About me

I am a researcher and engineer driven by a simple conviction: to seek truth and build solutions that are meaningful in the real world. My interests lie at the intersection of robot learning, optimization, and control, where mathematical rigor must ultimately meet the demands of real hardware, real-time computation, and safety-critical deployment. I am especially drawn to problems that bridge classical model-based methods and modern learning approaches, not as an academic exercise, but as a path toward autonomous systems that are genuinely reliable and deployable.

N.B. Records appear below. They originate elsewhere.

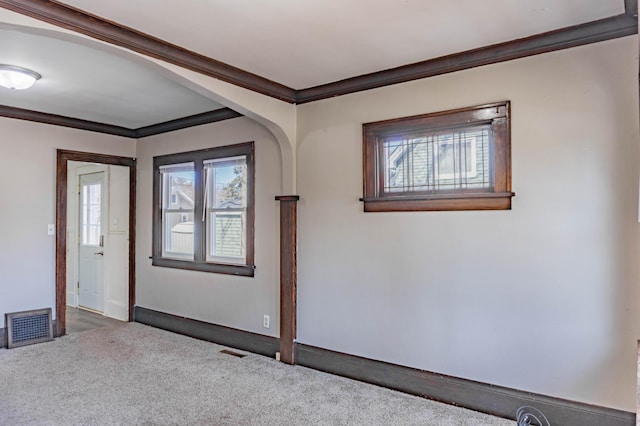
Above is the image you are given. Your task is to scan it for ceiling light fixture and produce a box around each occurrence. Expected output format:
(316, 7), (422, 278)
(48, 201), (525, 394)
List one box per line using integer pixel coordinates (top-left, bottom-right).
(0, 64), (42, 90)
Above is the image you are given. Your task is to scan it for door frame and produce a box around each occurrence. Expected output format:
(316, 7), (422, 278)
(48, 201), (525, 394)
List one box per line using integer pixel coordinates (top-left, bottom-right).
(56, 149), (136, 336)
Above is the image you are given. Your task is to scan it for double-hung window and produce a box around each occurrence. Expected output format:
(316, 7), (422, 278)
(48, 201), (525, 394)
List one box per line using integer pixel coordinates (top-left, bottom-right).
(153, 142), (254, 276)
(362, 102), (514, 212)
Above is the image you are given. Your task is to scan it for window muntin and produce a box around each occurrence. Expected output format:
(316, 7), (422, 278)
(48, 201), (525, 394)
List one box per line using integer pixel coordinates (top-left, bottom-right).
(153, 142), (254, 276)
(80, 182), (102, 246)
(159, 162), (196, 260)
(204, 157), (247, 263)
(382, 125), (490, 193)
(362, 102), (514, 211)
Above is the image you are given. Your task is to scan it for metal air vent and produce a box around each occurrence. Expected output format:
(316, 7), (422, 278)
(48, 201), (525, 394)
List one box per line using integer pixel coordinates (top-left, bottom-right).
(4, 308), (53, 349)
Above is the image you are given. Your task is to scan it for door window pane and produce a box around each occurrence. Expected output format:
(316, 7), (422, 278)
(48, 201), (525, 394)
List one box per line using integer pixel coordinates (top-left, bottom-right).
(80, 182), (102, 246)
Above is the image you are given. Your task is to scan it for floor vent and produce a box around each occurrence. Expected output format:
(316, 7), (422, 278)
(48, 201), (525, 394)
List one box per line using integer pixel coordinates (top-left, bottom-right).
(4, 308), (53, 349)
(220, 349), (246, 358)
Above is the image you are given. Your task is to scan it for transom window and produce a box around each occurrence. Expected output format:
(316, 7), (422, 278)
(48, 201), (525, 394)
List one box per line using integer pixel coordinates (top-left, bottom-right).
(153, 142), (254, 276)
(363, 102), (514, 211)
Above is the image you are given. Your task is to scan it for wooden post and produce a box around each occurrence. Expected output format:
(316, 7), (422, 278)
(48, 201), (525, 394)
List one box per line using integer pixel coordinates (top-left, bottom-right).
(276, 195), (300, 365)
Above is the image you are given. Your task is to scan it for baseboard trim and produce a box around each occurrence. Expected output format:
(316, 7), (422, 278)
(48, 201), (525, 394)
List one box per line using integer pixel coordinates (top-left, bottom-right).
(134, 306), (636, 426)
(296, 344), (635, 426)
(134, 306), (280, 357)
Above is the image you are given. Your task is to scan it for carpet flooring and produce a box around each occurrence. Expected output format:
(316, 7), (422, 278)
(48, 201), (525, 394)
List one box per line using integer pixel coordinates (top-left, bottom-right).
(0, 323), (515, 426)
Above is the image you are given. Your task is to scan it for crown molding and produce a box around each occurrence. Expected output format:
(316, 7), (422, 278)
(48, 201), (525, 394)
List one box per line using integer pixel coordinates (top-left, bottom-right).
(0, 0), (638, 110)
(296, 13), (638, 104)
(0, 105), (242, 139)
(0, 0), (295, 102)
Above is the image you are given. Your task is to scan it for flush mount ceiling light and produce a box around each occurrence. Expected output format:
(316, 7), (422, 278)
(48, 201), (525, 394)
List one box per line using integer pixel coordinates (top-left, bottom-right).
(0, 64), (41, 90)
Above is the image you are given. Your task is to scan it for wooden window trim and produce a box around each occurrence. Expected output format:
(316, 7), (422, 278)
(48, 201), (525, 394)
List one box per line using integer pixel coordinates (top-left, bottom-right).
(151, 142), (255, 277)
(361, 101), (515, 212)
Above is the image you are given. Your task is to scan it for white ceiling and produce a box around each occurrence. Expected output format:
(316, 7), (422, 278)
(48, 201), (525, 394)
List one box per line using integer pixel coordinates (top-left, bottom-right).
(0, 0), (624, 128)
(55, 0), (624, 89)
(0, 23), (222, 129)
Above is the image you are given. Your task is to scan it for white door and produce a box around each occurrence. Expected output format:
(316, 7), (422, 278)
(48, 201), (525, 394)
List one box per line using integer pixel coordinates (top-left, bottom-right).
(78, 172), (105, 312)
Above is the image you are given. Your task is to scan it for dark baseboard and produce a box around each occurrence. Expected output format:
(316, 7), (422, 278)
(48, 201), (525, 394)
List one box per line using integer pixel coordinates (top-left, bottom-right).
(296, 344), (635, 426)
(134, 306), (280, 358)
(135, 306), (636, 426)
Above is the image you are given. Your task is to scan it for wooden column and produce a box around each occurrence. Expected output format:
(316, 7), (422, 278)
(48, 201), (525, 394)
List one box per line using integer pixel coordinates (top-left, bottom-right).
(276, 195), (300, 365)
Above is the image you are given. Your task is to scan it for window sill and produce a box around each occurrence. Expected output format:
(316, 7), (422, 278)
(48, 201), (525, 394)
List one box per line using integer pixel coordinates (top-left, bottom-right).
(151, 257), (256, 277)
(360, 192), (515, 212)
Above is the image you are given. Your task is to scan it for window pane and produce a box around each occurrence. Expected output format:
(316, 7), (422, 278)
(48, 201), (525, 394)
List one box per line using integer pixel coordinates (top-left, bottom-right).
(207, 211), (245, 262)
(161, 163), (195, 259)
(383, 125), (491, 192)
(162, 163), (195, 210)
(163, 213), (194, 259)
(205, 157), (247, 209)
(80, 183), (102, 246)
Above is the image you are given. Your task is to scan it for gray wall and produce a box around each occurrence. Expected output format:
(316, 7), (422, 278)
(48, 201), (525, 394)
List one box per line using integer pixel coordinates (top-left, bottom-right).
(298, 37), (640, 411)
(136, 118), (281, 336)
(0, 118), (135, 327)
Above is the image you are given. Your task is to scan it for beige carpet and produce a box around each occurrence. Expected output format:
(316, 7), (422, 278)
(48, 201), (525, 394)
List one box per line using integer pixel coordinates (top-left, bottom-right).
(0, 323), (515, 426)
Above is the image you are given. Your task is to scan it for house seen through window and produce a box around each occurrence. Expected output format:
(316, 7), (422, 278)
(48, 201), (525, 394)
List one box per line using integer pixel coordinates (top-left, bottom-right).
(363, 102), (514, 211)
(153, 143), (254, 276)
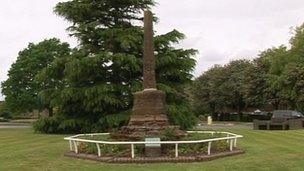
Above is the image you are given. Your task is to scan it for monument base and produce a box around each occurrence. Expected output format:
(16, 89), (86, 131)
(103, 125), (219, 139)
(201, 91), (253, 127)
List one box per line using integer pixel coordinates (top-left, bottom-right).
(110, 89), (187, 157)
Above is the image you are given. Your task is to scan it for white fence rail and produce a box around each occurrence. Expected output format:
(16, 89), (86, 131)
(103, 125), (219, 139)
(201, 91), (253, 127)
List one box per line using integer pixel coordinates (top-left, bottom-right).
(64, 131), (243, 158)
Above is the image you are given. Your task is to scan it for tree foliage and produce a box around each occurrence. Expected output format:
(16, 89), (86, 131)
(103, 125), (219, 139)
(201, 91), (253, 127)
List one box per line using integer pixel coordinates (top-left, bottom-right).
(191, 25), (304, 114)
(2, 39), (70, 114)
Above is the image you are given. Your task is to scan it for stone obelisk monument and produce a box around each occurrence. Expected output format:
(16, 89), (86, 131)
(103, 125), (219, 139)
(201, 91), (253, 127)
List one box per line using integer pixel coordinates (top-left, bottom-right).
(111, 11), (185, 157)
(129, 11), (169, 130)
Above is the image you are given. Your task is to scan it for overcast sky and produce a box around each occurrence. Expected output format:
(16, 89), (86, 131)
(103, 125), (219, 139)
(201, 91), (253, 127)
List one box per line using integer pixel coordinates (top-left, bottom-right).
(0, 0), (304, 100)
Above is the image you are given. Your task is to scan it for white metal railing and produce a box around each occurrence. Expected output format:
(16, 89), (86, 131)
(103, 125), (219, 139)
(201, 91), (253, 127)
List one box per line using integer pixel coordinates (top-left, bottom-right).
(64, 131), (243, 158)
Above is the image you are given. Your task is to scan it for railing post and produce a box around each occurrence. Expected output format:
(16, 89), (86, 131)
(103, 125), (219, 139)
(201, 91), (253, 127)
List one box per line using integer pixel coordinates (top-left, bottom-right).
(69, 140), (73, 151)
(229, 139), (233, 151)
(96, 143), (101, 157)
(131, 144), (135, 159)
(234, 138), (237, 147)
(175, 143), (178, 157)
(208, 141), (211, 155)
(73, 141), (78, 154)
(226, 133), (230, 143)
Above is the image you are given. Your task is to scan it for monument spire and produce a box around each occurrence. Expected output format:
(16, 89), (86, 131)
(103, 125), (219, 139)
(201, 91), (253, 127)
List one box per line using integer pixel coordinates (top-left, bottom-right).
(143, 10), (156, 90)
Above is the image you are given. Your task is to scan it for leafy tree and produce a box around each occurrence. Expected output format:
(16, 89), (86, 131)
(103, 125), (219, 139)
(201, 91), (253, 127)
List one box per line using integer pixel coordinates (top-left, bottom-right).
(36, 0), (196, 132)
(2, 39), (70, 114)
(193, 60), (252, 113)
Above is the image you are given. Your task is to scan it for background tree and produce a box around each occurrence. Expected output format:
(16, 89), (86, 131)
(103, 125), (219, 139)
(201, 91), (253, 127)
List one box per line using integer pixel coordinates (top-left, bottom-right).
(2, 39), (70, 114)
(36, 0), (196, 132)
(192, 25), (304, 114)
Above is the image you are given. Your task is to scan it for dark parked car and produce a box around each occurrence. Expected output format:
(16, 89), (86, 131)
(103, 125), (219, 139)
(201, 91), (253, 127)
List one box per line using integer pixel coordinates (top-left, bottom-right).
(253, 110), (304, 130)
(272, 110), (304, 119)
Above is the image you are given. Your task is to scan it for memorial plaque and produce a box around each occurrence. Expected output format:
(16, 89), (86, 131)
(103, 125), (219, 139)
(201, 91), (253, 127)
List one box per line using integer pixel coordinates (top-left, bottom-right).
(145, 138), (160, 147)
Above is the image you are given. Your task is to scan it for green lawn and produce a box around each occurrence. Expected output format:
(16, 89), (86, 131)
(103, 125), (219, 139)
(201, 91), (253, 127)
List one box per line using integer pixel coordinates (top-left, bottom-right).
(0, 129), (304, 171)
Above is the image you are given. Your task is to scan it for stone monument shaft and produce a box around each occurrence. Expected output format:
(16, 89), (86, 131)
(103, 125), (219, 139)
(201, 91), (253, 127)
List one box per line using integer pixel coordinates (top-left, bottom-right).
(143, 11), (156, 89)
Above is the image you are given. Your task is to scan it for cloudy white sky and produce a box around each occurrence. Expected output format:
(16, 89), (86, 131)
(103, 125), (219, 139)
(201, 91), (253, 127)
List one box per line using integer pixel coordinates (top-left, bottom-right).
(0, 0), (304, 99)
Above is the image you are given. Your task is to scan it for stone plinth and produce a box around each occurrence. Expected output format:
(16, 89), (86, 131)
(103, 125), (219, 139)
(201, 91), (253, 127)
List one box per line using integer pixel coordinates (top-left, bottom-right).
(129, 90), (169, 127)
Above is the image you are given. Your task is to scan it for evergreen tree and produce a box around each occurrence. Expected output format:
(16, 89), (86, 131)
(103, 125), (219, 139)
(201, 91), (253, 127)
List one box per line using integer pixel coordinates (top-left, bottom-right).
(36, 0), (196, 132)
(2, 39), (70, 115)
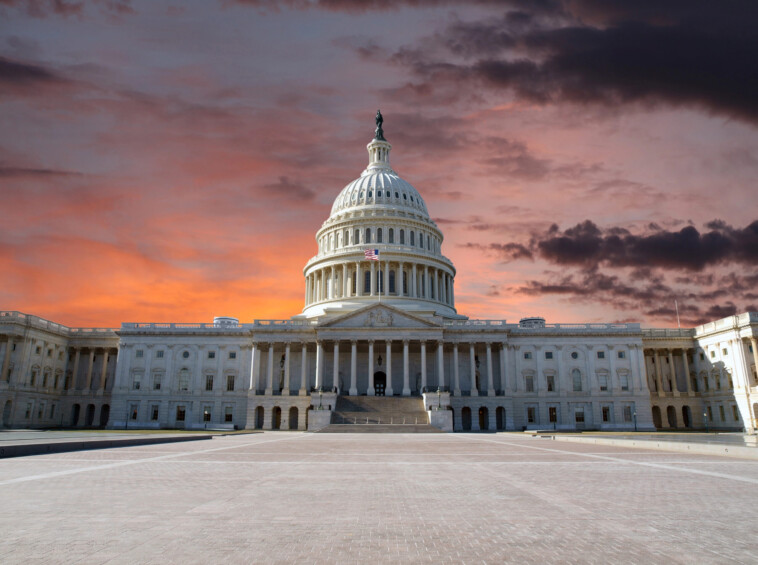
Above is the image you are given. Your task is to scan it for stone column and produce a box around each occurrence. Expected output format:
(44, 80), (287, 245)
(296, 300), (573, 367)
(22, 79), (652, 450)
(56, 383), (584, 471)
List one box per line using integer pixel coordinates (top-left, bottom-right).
(316, 340), (324, 390)
(84, 348), (95, 390)
(384, 339), (394, 396)
(366, 339), (374, 396)
(421, 339), (426, 391)
(349, 339), (358, 396)
(453, 341), (461, 396)
(99, 349), (108, 390)
(682, 349), (692, 394)
(332, 340), (340, 391)
(266, 343), (274, 394)
(437, 340), (445, 387)
(668, 349), (679, 396)
(404, 342), (411, 396)
(487, 341), (495, 396)
(468, 343), (479, 394)
(282, 341), (291, 396)
(0, 336), (13, 383)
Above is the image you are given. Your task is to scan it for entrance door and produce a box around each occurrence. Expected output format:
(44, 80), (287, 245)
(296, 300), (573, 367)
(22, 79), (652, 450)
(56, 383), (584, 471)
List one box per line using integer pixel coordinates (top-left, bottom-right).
(374, 371), (387, 396)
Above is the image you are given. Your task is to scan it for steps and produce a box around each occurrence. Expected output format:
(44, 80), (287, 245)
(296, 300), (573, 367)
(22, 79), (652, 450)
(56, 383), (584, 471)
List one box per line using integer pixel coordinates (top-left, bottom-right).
(320, 396), (439, 433)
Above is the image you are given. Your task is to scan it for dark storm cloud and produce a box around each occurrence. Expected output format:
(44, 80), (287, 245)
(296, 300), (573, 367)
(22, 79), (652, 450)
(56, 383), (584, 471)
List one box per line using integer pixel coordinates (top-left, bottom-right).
(393, 0), (758, 124)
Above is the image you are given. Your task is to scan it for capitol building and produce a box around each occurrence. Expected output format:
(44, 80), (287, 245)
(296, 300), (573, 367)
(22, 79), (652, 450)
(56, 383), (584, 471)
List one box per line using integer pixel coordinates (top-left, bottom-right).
(0, 114), (758, 433)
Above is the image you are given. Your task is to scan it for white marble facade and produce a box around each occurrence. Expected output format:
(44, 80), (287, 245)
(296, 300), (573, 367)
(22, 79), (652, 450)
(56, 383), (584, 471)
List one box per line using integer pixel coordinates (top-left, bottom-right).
(0, 122), (758, 431)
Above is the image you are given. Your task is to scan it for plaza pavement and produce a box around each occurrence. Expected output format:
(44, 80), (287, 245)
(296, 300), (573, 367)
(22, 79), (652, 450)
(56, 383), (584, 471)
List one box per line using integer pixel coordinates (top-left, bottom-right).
(0, 432), (758, 564)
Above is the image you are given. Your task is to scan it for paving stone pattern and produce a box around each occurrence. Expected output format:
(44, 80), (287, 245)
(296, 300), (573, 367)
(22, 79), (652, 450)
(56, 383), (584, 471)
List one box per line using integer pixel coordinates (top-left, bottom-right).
(0, 432), (758, 564)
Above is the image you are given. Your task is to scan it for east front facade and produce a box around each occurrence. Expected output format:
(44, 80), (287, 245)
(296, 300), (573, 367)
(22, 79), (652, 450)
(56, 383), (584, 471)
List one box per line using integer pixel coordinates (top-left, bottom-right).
(0, 114), (758, 433)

My path into this space was shaped by a dual-degree in Electrical Engineering between Zhejiang University and the University of Illinois at Urbana–Champaign, where I developed a foundation in system dynamics, feedback control, and embedded systems, grounded by hands-on work with sensors, embedded platforms, and robotic prototypes. That early experience of bridging theory and physical hardware convinced me that the most important and honest problems live precisely in that gap.

At Penn, I worked across a range of approaches, including probabilistic dynamics modeling, sampling-based control, full-stack autonomous systems, and learning-to-optimize frameworks, before converging on what I see as the most compelling frontier: the boundary between model-based optimization and data-driven learning. Through that exploration, I came to see these not as competing paradigms but as complementary tools. Probabilistic and learning-based methods capture what models cannot fully express, while structured optimization provides the guarantees and interpretability that real deployment demands. The research I want to pursue lives at this intersection, principled enough to reason about safety and uncertainty yet adaptive enough to handle real-world complexity. I am actively looking for PhD and RA opportunities where I can pursue these questions, so please feel free to get in touch.

Outside of research, I am drawn to EDM — a genre where classical music theory meets the synthesizer, and where structure and energy reinforce rather than oppose each other. I find it shares more with robot learning than it might seem.